Should voters choose the politicians who represent them, as the Constitution requires, or should the politicians use gerrymandering to get the voters they want, as is happening in many states?
“Gerrymandering” is manipulating the geographic boundaries of electoral districts in a way that favors one party over the other. This practice is universally condemned as unjust, harmful to our democracy and it violates the spirit of the Constitution. Inexplicably, gerrymandering is not illegal. The Supreme Court has, once again, failed because the conservative (Republican appointed) majority refused to set standards and make it illegal to rig elections this way — even though the chief justice acknowledged gerrymandering was unjust (“Forget Russian hackers, the Supreme Court's gerrymandering decision just crippled American democracy,” June 27).
Both Democratic and Republican politicians now have access to voter data, sophisticated mapping programs and precise tools to rig elections in their favor by drawing strangely shaped districts.
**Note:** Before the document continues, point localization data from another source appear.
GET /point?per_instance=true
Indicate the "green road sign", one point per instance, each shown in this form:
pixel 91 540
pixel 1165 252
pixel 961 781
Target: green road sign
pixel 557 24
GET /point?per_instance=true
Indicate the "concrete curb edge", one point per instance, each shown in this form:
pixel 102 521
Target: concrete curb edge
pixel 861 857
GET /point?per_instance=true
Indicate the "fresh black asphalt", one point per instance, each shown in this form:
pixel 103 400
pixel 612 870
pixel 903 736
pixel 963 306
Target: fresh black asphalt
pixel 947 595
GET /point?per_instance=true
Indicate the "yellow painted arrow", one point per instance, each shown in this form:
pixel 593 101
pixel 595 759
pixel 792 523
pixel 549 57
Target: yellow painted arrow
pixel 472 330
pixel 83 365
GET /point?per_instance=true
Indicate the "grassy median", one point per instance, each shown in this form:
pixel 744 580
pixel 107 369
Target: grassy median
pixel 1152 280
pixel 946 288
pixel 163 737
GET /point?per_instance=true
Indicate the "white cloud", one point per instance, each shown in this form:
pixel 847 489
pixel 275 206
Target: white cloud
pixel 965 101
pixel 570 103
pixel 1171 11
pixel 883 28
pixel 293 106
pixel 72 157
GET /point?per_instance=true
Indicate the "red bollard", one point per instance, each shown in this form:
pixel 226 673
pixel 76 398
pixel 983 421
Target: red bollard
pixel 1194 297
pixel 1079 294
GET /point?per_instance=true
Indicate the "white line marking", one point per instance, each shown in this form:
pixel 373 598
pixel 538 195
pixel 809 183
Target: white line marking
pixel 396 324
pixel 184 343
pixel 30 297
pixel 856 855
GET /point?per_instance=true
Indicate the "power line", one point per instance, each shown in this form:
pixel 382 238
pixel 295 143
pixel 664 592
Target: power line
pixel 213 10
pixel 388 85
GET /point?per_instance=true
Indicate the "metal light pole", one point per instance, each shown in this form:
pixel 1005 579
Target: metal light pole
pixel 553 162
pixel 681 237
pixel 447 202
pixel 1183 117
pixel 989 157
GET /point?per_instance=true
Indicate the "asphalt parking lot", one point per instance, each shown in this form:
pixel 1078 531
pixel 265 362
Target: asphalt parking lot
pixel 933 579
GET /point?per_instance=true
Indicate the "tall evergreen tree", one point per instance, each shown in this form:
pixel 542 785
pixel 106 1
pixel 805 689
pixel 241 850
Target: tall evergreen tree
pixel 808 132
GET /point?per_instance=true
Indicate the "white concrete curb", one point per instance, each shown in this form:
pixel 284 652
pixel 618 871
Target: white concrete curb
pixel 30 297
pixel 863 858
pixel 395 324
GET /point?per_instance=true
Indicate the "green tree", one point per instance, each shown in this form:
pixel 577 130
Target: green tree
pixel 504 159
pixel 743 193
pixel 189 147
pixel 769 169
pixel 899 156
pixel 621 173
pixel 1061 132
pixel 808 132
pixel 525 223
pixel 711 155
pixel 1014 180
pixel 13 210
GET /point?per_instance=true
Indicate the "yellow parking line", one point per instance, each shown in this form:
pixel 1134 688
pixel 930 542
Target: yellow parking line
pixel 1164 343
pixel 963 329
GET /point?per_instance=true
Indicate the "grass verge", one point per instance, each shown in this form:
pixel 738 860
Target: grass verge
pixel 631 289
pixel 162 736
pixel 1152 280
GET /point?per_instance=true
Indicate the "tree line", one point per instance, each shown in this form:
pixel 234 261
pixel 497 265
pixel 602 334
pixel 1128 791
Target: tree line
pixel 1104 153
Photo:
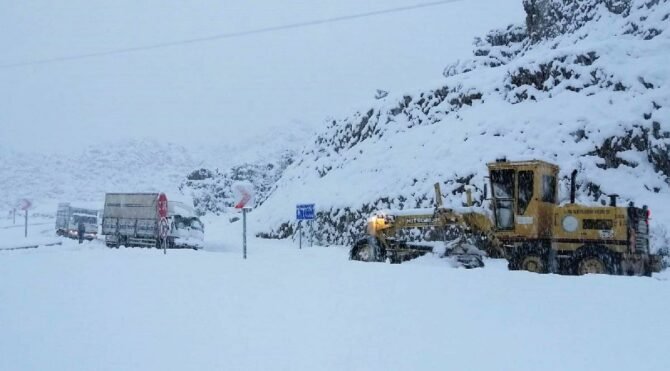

This means that in a state or district that’s divided 60/40 between the two parties, when the minority party is in control (holding the legislature and or the governor’s mansion) that party can give itself a long term electoral advantage over the 60 percent majority party, thereby, nullifying “one man one vote.” In Maryland, the Democrats are guilty of flagrant gerrymandering. In North Carolina, Wisconsin, Michigan, Ohio, Pennsylvania, Arkansas, Texas, Virginia and other states, Republicans are the accused.
Due to the Supreme Court’s failure, only a Congress and White House controlled by Democrats can create a non-political, non-partisan commission that establishes standards, oversight and criminal accountability to close this gaping wound in our system.